I'm surprised at the suggestion that if there were equal proportions of men and women in senior jobs this would reduce or even remove the gender pay gap.
Tracey Warrens article ,A privileged pole, showed that even women with the advantage of a degree and no breaks for childcare earned less than similarly qualified men and this translated into smaller private pensions, Hope I've remembered correctly.
As others rightly say, caring breaks and periods in pt work contribute to women's lower lifetime earnings and my own research in ,degrees of freedom, 2002, shows how women's median earnings, ft emp rate and private pension membership all take a dive when there is child aged under 5 , at each educational level of women using Ghs for cross sectional synthetic life course. Joshi and Davies used longitudinal data to model hypothetical lifetime earnings for several typical female life courses, calculating losses due to motherhood. Though eldercare is also relevant.
Concerning pensions, Dave, reliance on derived pensions from a spouse is risky individually and unsatisfactory as policy, anachronistic. Divorced women are the poorest group of pensioners as most of them had children to raise alone. And a growing group.

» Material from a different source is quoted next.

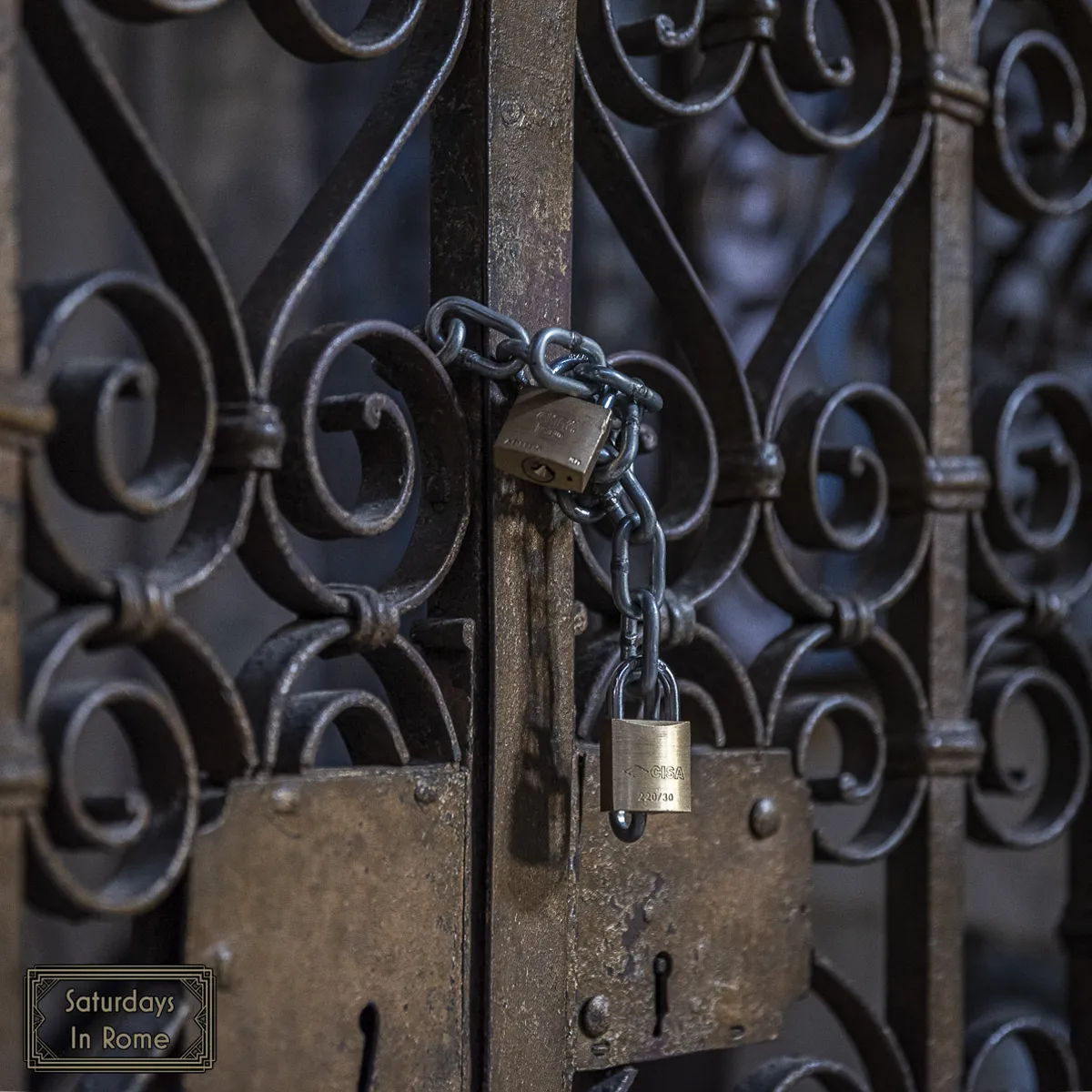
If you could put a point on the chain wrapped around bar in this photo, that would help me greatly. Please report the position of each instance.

While state pensions are catching up, belatedly, with changing family forms, private pensions still transmit women's typical life course into low or no such pension, on average 53% of meNs for those over 65 who have any, including widows. That was 2001 Data see article Social Trends 2004, but has it changed since then?
Jay
Sent from my iPad
> On 26 Sep 2016, at 10:22, John Bibby <[log in to unmask]> wrote:
>
> I've just been listening to Woman's Hour which suggested that much of today's gender pay gap can be explained by there being "Too few senior women". One spokeswoman even suggested that if you control for this, women often earn more.
>
> Is this storyline sustainable with existing statistics, does anyone know? If not, how much of the gender pay gap can be 'explained' by seniority etc.?
>
> I do not know what the best sources for this are. It used to be the "New Earnings Survey (NES)", which if it exists at all is now far from new.